Выбрать главу

Впрочем, этой книге грозит одна опасность, приходящая с противоположной стороны, то есть не от критика-буквоеда, не от любителя точности. Есть опасность быть залюбленной экзальтированным читателем — тут вот в чем дело: есть категория читателей, которая, ориентируясь на интонацию, на красивое слово, начинает любить текст, особенно в него не вдумываясь, не вступая в диалог с автором, не споря с ним.

Это серьезная проблема.

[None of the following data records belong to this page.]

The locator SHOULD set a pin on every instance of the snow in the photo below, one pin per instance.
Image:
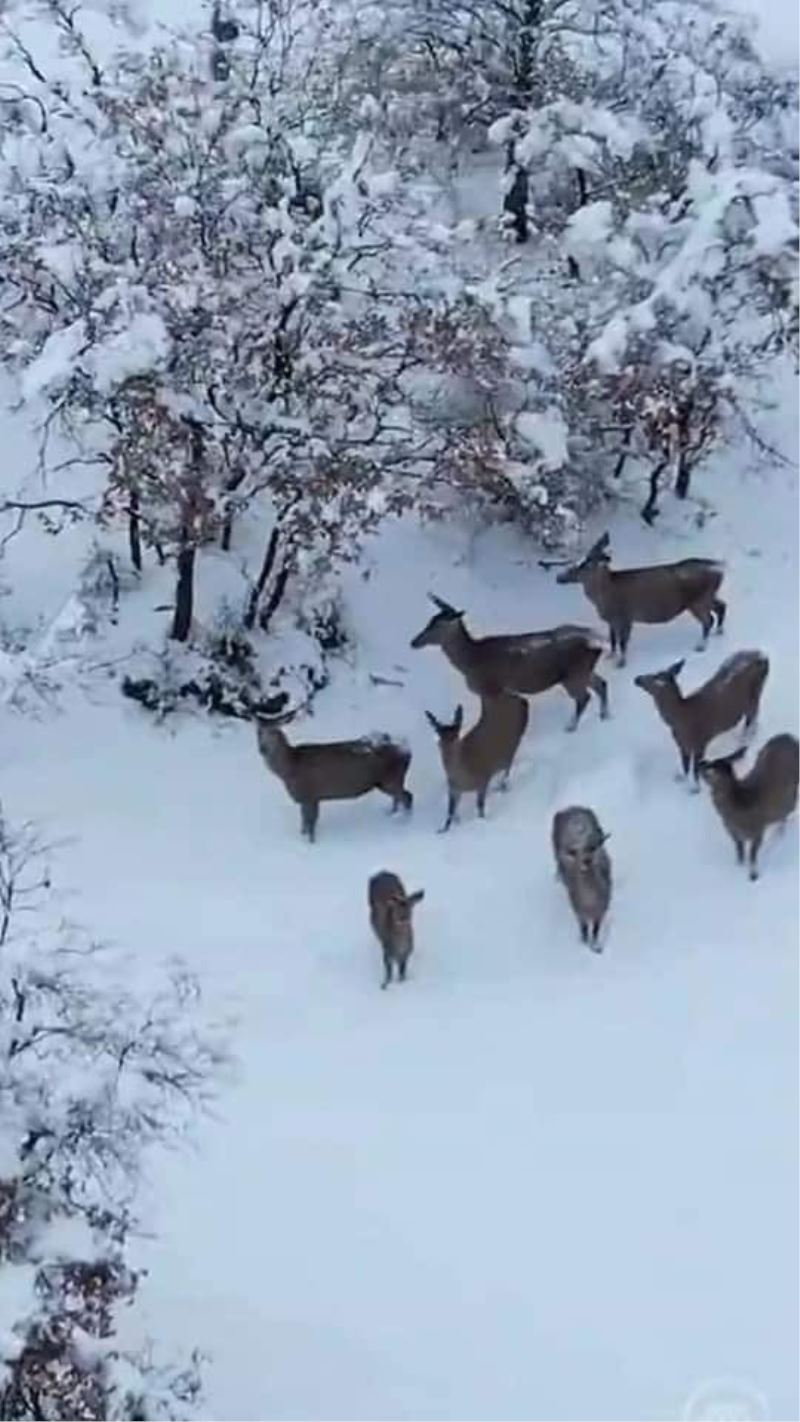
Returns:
(532, 1182)
(546, 432)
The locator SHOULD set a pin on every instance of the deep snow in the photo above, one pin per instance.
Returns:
(532, 1182)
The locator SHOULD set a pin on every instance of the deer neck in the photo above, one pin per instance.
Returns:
(277, 752)
(597, 585)
(672, 708)
(458, 647)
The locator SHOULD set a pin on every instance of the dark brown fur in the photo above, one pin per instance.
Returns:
(648, 595)
(486, 750)
(391, 910)
(766, 795)
(731, 696)
(526, 663)
(334, 770)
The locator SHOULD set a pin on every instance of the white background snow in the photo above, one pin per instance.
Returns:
(532, 1182)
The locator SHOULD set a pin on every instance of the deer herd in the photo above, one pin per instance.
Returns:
(503, 671)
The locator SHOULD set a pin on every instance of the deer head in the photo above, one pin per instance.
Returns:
(444, 730)
(597, 556)
(442, 622)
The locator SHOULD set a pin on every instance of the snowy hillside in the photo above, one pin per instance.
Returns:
(533, 1180)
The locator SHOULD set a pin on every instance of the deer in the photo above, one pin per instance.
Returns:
(731, 696)
(334, 770)
(584, 868)
(766, 795)
(647, 595)
(391, 910)
(489, 747)
(525, 663)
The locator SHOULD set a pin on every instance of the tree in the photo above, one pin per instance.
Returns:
(91, 1080)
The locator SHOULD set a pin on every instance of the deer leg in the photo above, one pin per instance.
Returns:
(624, 633)
(695, 785)
(705, 617)
(739, 851)
(452, 811)
(309, 816)
(581, 701)
(600, 688)
(685, 765)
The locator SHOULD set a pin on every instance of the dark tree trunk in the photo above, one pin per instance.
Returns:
(684, 477)
(650, 511)
(623, 457)
(274, 599)
(515, 202)
(270, 553)
(135, 531)
(184, 593)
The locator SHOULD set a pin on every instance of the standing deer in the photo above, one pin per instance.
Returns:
(648, 595)
(766, 795)
(334, 770)
(391, 912)
(584, 868)
(489, 748)
(733, 693)
(526, 663)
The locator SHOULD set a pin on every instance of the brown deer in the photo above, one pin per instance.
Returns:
(584, 868)
(488, 750)
(526, 663)
(766, 795)
(733, 693)
(391, 912)
(648, 595)
(334, 770)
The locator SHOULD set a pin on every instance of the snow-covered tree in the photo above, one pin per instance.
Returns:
(91, 1077)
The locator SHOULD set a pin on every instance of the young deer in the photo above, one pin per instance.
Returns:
(391, 912)
(489, 748)
(584, 868)
(334, 770)
(766, 795)
(648, 595)
(733, 693)
(525, 663)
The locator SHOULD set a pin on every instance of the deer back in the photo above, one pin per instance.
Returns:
(654, 595)
(344, 770)
(532, 661)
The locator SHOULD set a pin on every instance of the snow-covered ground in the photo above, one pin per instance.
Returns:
(532, 1182)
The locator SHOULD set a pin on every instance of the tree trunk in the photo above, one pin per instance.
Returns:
(252, 610)
(274, 599)
(515, 202)
(650, 511)
(135, 531)
(184, 593)
(684, 475)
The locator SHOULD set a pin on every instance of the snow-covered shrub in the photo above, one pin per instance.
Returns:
(91, 1078)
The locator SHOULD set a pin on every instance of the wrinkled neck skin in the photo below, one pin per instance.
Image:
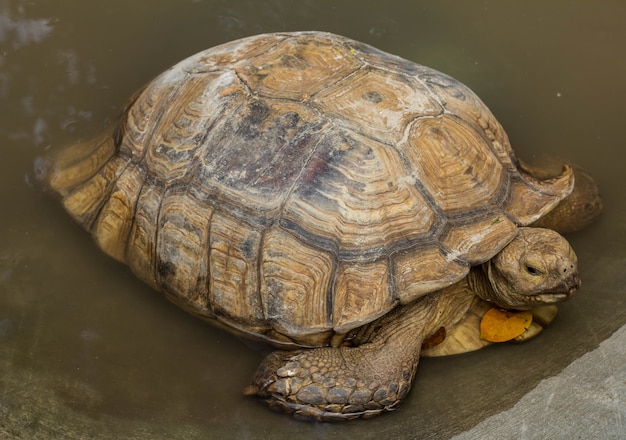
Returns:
(488, 285)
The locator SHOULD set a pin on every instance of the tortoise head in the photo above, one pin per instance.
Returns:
(538, 267)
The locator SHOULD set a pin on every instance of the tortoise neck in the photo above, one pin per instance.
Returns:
(479, 281)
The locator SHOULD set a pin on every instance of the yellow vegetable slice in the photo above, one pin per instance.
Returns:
(500, 325)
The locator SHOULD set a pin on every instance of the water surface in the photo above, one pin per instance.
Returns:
(87, 351)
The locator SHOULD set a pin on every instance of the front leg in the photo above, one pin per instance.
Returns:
(330, 384)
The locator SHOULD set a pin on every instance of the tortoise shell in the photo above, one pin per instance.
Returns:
(296, 186)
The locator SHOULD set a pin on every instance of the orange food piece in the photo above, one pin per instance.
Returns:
(500, 325)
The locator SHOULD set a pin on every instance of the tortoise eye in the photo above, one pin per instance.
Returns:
(532, 270)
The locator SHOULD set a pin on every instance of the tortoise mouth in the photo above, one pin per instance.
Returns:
(564, 291)
(553, 297)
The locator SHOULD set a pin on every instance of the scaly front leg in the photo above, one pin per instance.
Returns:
(338, 383)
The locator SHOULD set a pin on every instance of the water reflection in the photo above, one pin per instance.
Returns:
(87, 351)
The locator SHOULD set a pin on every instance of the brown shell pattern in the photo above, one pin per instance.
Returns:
(299, 185)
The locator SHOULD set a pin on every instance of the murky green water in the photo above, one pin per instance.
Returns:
(87, 351)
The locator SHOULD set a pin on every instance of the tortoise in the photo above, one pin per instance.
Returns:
(346, 205)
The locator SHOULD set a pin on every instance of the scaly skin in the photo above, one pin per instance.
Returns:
(536, 269)
(338, 383)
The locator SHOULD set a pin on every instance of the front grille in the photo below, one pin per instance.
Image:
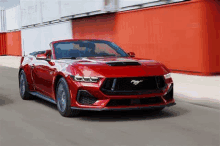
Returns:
(123, 63)
(133, 84)
(130, 102)
(85, 98)
(169, 95)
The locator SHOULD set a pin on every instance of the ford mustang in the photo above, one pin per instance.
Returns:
(94, 75)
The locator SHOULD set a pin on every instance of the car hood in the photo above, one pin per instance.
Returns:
(116, 67)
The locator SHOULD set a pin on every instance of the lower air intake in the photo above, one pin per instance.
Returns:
(85, 98)
(130, 102)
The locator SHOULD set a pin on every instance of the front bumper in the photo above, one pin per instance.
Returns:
(124, 108)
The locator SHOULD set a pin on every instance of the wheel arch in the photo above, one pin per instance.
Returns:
(57, 78)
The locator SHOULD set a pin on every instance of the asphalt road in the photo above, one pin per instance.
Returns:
(38, 123)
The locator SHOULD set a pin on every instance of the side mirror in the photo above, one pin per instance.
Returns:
(131, 54)
(46, 56)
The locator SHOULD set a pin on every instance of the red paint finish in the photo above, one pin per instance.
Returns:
(42, 74)
(2, 43)
(183, 36)
(14, 43)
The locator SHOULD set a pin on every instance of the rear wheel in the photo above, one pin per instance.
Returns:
(23, 86)
(63, 99)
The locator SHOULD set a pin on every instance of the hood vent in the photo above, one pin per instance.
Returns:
(123, 63)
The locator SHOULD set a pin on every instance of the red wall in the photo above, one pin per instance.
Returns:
(101, 26)
(2, 43)
(184, 36)
(14, 43)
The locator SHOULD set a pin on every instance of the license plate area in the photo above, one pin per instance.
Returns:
(135, 101)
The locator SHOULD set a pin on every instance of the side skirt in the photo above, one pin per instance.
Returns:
(43, 97)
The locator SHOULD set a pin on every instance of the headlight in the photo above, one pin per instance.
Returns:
(167, 76)
(85, 79)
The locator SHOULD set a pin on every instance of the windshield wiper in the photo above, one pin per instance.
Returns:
(68, 58)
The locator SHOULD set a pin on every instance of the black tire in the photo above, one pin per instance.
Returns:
(63, 99)
(23, 87)
(156, 110)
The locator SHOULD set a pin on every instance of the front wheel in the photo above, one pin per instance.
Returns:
(63, 99)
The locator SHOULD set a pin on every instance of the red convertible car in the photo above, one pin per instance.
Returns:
(94, 75)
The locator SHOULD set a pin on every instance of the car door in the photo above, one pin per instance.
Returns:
(43, 74)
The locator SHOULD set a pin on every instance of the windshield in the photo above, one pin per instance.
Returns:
(94, 48)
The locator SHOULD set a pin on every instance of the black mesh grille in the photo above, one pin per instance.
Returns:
(148, 83)
(123, 63)
(129, 102)
(85, 98)
(135, 83)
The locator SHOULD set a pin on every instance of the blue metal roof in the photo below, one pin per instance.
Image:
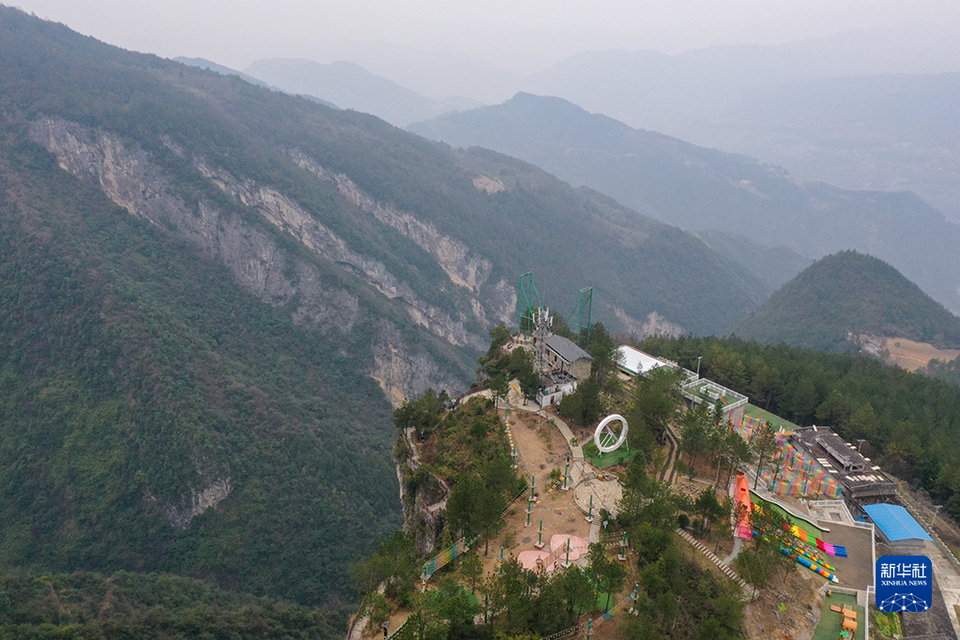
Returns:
(895, 522)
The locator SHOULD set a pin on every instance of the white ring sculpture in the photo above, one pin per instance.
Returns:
(602, 428)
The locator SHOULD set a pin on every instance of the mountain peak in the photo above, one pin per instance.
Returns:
(849, 293)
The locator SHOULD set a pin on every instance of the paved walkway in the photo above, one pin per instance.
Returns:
(727, 571)
(583, 480)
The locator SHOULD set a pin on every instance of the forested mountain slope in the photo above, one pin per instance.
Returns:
(701, 189)
(846, 294)
(213, 293)
(155, 416)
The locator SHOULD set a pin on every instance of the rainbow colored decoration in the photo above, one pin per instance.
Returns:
(744, 529)
(833, 550)
(804, 561)
(803, 549)
(798, 475)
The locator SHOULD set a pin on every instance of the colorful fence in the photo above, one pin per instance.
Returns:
(797, 474)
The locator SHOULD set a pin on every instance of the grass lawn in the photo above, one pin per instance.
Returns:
(604, 460)
(829, 626)
(770, 418)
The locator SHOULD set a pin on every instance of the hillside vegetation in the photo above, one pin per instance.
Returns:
(149, 607)
(909, 421)
(141, 386)
(213, 293)
(846, 294)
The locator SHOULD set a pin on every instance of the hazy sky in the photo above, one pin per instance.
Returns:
(522, 34)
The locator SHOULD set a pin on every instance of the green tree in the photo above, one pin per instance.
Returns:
(609, 574)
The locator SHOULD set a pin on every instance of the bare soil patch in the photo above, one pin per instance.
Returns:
(910, 355)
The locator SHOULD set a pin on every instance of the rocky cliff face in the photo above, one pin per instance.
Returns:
(285, 278)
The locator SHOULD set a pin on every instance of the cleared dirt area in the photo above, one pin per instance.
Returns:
(910, 355)
(541, 447)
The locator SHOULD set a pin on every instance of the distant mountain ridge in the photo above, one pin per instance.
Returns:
(706, 190)
(213, 293)
(350, 86)
(846, 294)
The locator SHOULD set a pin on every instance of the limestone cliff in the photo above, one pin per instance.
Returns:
(274, 274)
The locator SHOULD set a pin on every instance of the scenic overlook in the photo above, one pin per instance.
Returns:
(511, 321)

Дело в том, что есть тексты, изначально негодные к такому обожанию, путешествующие в книжном море особенно и самостоятельно, а есть книги, которые рискуют подвергнуться атаке такого обожания.

Чего хочется, конечно, избежать.

«Так-то, сударь», — произносит собеседник со вздохом, и вот он, звон путеводной ноты — между двух огней, между раздражением и восторгом.

III

 

У Балдина метафоры рождаются из любой подручной вещи. Как-то я видел его в Ясной Поляне — однажды за ужином мы уставились в миску, что стояла на столе.

Миска была в форме рыбы. Ближе к хвосту лежало полдюжины маслин.

— Это икра, — угрюмо сказал Балдин, всматриваясь.

Он делал открытие за открытием и создавал особое, не географическое, а географическо-поэтическое пространство вокруг себя.

Поэтому претензии к точности литературоведческой здесь должны быть замещены претензиями к точности поэтической. Дело в том, что из библиографа Балдин превращается в поэта. Иногда он помещает в скобки уточняющее слово, снабжая его прищепкой вопросительного знака — будто переспрашивая сам себя — «звуком (стуком?)», «Кривоколенный (кривопрочерченный?)».

Возьмем, например, историю с черчением у Карамзина: «В какой-то момент он готов видеть язык устройством почти механическим. Карамзин „чертит” его, разлагает на треугольники и квадраты, призмы и лучи; он рассуждает как оптик — это именно то, что нам нужно. Он начал опыт наблюдения, точнее, самонаблюдения русского языка; у него в тексте стал слышен воздух, слова пошли по строке свободно. Для этого сначала нужно было взглянуть на язык со стороны, подставить ему стороннее (немецкое) зеркало. Невидимое, оно стоит у него на столе и бросает во все стороны блики.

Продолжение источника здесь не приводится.